Obtaining a Liquidation Order is the next step in the rehabilitation plan for the Superior National Insurance Companies, which were taken over by the California Department of Insurance (CDI) on March 3, 2000.
The order will invoke the claims paying responsibilities of the California Insurance Guarantee Association (CIGA) in Los Angeles and the guaranty funds in other states-essentially ensuring that policyholders and claimants are paid. At this point, there are approximately 46,000 claims, and the net liability to CIGA is roughly $400 million, according to Lawrence Mulryan, executive director of CIGA.
“The dollar amount that CIGA will pay depends to what degree these [claims] are offset by assets recovered by the estate,” Mulryan said. “We are working to see that it’s not a problem; we have some funds, we will continue to work with the CLO [Conservation and Liquidation Office] to recover assets.”
The CLO has been working out of Superior National’s offices since the takeover. A spokeswoman in the office of Robert Fernandez, estate trust manager of Superior National, reported that the CLO are “very nice people to work with.”
Valid policyholder claims that are either not covered by or are in excess of the limits paid by CIGA will be administered by the CLO. CIGA was established to meet the obligations of insolvent insurers by administering and disbursing covered claims. According to the CDI, liquidation comes only after every effort is made to help troubled companies get back on their feet. “We’re not the regulators and have no legal role until the company is found to be insolvent and liquidated,” Mulryan said. “We are working closely with the state regulators and state regulatory offices to be in the best position to fulfill our statutory responsibilities to cover claims under Superior policies.”

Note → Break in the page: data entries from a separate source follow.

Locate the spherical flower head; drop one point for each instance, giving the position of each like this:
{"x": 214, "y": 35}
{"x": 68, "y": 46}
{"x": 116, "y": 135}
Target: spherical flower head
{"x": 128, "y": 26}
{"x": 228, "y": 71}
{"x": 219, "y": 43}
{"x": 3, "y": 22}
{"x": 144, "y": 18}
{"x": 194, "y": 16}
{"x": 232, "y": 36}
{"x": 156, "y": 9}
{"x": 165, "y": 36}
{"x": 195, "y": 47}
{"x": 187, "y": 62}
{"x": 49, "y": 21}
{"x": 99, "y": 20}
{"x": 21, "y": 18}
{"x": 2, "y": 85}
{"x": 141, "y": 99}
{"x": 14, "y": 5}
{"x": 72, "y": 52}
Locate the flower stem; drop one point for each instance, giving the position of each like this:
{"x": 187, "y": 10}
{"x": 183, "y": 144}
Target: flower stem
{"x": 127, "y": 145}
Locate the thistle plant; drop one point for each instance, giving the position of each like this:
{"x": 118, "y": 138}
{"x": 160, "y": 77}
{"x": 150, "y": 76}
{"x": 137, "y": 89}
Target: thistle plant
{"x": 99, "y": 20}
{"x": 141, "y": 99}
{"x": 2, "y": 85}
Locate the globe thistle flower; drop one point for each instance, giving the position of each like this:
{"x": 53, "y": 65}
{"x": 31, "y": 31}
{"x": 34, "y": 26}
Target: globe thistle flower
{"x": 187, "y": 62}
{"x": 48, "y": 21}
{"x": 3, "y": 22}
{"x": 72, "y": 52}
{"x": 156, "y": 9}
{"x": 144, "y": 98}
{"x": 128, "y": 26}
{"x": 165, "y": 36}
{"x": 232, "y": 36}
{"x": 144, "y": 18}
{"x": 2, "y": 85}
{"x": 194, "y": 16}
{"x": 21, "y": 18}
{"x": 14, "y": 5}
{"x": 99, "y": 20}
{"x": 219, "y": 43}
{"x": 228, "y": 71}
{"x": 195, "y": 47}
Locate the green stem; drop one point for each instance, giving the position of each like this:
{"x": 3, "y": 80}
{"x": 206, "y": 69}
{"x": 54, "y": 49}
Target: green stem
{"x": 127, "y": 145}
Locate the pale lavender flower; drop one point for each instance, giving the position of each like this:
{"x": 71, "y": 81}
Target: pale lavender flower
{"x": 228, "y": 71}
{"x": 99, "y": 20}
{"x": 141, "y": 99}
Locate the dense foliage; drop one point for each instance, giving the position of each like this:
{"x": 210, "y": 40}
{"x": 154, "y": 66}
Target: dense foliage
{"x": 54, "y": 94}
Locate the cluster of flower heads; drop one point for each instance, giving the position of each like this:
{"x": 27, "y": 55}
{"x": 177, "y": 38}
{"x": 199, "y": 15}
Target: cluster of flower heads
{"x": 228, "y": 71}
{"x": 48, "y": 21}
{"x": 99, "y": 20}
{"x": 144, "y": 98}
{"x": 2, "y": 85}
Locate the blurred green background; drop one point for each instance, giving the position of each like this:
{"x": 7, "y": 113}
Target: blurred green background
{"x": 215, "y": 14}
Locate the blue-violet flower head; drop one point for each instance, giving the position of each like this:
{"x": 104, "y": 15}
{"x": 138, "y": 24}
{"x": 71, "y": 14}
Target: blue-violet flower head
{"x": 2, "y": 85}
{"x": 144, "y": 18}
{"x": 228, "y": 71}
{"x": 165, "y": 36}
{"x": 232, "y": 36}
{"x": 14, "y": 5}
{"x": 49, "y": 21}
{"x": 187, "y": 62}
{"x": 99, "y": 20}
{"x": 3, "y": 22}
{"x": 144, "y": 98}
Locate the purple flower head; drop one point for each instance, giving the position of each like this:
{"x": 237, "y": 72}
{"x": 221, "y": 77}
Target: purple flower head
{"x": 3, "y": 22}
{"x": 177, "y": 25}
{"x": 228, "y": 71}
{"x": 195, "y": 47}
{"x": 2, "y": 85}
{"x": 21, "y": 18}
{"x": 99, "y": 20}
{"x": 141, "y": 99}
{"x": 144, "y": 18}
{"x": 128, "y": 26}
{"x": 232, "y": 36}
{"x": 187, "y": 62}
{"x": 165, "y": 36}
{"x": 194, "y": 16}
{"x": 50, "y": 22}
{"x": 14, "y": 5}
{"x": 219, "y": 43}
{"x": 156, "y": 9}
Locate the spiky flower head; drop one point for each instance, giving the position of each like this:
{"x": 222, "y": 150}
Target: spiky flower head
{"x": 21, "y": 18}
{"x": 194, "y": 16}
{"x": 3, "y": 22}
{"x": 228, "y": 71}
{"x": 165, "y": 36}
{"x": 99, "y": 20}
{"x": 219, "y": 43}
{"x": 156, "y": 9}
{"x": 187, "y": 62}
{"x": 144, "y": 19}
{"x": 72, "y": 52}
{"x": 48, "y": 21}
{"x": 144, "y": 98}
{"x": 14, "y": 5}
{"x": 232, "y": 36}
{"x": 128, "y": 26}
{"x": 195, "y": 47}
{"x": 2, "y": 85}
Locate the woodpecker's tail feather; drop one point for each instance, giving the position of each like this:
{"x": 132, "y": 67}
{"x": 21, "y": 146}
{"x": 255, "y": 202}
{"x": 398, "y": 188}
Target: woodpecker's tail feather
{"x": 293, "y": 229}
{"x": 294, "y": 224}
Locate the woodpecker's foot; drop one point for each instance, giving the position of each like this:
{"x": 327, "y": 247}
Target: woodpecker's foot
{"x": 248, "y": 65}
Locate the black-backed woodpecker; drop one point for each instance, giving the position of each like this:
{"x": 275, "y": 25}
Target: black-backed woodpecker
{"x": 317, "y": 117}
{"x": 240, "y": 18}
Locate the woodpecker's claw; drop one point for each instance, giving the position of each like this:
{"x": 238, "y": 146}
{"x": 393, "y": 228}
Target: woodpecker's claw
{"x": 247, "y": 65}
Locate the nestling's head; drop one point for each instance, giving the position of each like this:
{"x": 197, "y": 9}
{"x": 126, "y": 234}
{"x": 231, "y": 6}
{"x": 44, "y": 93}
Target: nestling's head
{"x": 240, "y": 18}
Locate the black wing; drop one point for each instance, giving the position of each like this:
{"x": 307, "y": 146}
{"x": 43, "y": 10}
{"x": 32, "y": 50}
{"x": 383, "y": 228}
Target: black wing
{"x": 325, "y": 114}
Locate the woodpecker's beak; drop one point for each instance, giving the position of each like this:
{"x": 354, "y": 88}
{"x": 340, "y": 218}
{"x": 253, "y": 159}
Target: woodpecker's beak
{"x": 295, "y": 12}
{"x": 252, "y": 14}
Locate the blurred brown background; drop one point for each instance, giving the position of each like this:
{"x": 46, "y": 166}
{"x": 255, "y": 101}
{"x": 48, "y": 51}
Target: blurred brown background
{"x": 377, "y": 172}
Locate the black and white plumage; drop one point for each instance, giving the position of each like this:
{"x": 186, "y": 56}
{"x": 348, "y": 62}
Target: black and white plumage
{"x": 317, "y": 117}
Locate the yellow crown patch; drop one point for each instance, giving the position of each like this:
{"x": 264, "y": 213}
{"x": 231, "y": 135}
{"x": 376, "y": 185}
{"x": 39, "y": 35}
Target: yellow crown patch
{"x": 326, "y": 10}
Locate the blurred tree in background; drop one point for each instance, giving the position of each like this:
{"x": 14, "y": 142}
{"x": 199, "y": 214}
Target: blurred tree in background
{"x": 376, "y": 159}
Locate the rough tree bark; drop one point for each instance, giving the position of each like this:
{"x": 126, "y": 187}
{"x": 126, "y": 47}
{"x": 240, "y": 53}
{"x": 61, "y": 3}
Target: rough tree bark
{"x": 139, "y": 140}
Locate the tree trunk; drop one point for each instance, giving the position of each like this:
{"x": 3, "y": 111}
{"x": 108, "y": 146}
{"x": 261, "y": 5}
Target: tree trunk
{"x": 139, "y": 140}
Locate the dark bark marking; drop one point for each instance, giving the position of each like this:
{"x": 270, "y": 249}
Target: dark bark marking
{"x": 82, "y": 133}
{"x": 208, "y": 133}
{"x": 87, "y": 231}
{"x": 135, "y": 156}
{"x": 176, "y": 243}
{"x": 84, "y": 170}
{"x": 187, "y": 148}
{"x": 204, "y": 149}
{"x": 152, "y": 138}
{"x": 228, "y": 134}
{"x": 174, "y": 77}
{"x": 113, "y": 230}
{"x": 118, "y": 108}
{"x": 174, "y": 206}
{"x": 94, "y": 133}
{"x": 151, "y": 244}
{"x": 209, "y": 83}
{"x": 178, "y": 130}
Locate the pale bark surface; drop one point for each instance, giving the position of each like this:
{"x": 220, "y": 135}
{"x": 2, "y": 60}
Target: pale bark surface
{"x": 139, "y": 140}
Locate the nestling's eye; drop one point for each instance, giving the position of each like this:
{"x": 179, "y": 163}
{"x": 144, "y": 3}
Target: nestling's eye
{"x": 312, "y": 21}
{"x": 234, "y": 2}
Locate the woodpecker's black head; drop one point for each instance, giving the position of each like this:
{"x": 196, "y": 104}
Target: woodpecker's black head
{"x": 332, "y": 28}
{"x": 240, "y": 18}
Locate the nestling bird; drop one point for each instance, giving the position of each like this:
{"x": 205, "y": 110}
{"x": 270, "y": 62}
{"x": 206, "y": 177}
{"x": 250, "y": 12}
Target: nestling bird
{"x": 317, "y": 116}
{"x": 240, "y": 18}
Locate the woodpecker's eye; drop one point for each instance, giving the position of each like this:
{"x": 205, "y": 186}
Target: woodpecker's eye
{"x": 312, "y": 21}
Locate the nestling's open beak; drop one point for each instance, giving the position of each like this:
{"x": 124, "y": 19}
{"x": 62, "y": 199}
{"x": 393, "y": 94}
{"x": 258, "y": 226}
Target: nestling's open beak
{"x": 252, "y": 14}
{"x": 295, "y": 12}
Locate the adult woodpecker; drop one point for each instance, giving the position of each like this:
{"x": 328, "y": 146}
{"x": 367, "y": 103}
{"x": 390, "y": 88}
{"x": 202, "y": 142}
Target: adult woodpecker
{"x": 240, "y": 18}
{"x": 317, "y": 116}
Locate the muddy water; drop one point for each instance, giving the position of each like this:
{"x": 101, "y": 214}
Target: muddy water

The Order of Liquidation is due to be entered Sept. 15. Once the order is issued, the insurance company is closed, all outstanding policies are cancelled and the company’s remaining assets are sold.
According to the CDI, the goal of liquidation is to use the money acquired from selling the assets to pay off the company’s debts and outstanding claims. It’s no quick and easy process. “It takes a long time for these obligations to be run off-it can take 10 years,” Mulryan said.
Meanwhile, Kemper Insurance Companies signed an agreement on Aug. 18 finalizing the rehabilitation plan for Calabasas-based Superior National. A temporary suspension of claims-related payments was also lifted.
“We have reached an agreement in principle with CIGA to be the servicing claims facility for covered CIGA Superior National claims,” said Linda Kingman, vice president of corporate communications for Kemper.
Kemper has been interested in Superior’s struggles since the beginning, when the CDI put out its Request for Proposals on May 5. The Conservation Court approved Kemper’s bid on June 30 and approved a contract for the transfer of certain assets of the Companies. With 1999 revenues of approximately $3 billion, Kemper is a nationwide p/c insurance and risk management giant. What was the appeal to get involved with the Superior National headache?
“We are always interested in profitable growth opportunities,” Kingman said. “That is particularly true in a sector of the market like workers’ comp, which represents one of our traditional strengths in an area where we have significant experience and expertise. I think this will be a good agreement for Kemper and for policyholders.”
Kingman said the agreement to administer claims, along with the entire formal regulatory rehabilitation plan, will be filed for approval with the Superior Court. “Hopefully, it will be finalized; although you never know what’s going to happen when you’re ironing out final details and getting everything finished up, but we think it will be finished pretty soon.”